Pour y parvenir, la LFP pourrait changer de modèle et s'appuyer sur une société commerciale, sa création ayant été rendue possible en décembre après un vote lors de l'assemblée générale. "Structurer une société commerciale pour organiser une meilleure valorisation du championnat, dans un modèle très télé-dépendant, cela s'étudie", assure Cédric Roussel. "Il y a quelques années, elle était moins justifiée. Mais la situation de crise oblige à réfléchir autrement."

"Il faut un Spotify ou un Deezer du foot"

Confrontés à cette réalité, certains soumettent d'autres solutions.
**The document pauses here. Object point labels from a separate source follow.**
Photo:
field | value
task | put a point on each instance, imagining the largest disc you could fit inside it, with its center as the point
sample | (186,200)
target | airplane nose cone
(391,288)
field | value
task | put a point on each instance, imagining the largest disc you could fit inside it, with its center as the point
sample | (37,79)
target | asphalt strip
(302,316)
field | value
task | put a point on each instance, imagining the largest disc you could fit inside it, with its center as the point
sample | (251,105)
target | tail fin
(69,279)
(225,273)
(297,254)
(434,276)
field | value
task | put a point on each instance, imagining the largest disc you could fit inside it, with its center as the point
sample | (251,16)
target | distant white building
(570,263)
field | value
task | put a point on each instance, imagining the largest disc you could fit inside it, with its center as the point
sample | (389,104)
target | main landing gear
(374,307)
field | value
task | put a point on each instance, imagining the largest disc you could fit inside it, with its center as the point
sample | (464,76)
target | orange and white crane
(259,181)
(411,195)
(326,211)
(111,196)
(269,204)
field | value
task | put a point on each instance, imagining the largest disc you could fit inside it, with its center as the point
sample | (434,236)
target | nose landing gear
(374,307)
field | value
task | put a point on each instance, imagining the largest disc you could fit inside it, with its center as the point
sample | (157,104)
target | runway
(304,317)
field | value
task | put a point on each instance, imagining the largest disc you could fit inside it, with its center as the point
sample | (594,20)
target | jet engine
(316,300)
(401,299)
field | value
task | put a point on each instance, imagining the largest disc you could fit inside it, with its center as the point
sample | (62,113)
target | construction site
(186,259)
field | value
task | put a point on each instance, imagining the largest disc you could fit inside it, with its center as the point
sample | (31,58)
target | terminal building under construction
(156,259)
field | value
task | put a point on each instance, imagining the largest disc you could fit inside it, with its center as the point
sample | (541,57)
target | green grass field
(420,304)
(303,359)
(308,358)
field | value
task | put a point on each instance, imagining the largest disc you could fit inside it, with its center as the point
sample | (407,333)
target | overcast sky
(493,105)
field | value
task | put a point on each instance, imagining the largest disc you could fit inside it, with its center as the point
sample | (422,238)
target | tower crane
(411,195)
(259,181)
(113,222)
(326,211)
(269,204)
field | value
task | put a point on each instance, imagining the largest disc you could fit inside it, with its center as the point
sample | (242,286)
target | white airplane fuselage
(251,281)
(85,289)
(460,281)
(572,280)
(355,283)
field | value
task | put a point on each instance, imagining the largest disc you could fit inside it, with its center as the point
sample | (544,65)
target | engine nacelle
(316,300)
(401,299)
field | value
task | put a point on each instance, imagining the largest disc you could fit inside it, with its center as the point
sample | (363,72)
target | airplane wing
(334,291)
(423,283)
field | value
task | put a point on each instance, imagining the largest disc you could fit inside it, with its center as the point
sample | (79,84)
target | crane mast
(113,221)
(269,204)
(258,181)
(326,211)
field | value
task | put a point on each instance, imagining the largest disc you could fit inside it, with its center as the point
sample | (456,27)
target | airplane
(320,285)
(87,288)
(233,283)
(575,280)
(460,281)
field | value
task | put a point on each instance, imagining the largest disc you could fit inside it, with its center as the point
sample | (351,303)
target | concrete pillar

Le président de l'Olympique Lyonnais, Jean-Michel Aulas, propose même la création d'une plateforme qui regrouperait toutes les grandes compétitions, à l'image des nouveaux usages pour la musique. "Il faut un Spotify ou un Deezer du foot", expliquait-il en octobre dernier dans les colonnes du Parisien, évoquant "une offre unique avec un prix attractif" pour "que le public n'ait plus à se poser la question de la chaîne du match." "Il conviendrait d'associer à cette réflexion tous les acteurs, en particulier les représentants de tous nos fans et clubs de supporters", argumentait sur Twitter le patron de l'OL, qui veut profiter de cette formule pour "adapter l'offre à la demande" et "définir un produit issu des utilisateurs."

Magali Tézenas du Montcel estime toutefois qu'une telle idée mettra du temps avant de se concrétiser. "Créer une plateforme unique nécessiterait que toute la cacophonie du football se mette d'accord", analyse-t-elle, "il faudrait aussi une redistribution juste, afin que les écarts entre les clubs attractifs et les autres" n'augmentent pas. D'autant que pour la musique, ce modèle économique a aussi ses limites : la rémunération dépend du nombre d'écoutes et favorise les plus grandes stars. Finalement, "le football risque d'avoir du mal à se tourner vers un modèle très différent, puisqu'il faudrait aligner tous les acteurs et garder cette solidarité entre les clubs".

"Nous arriverons un jour à un guichet unique" avec une plateforme regroupant toutes les rencontres, veut plutôt croire Bruno Fraioli. De nouveaux entrants comme Amazon ou DAZN, un service anglais de streaming, qui commencent à s'implanter dans le football à l'étranger, pourraient le permettre, "mais arrivent à tâtons et ne dépensent pas des centaines de millions d'un coup. Ce n'est donc pas pour demain".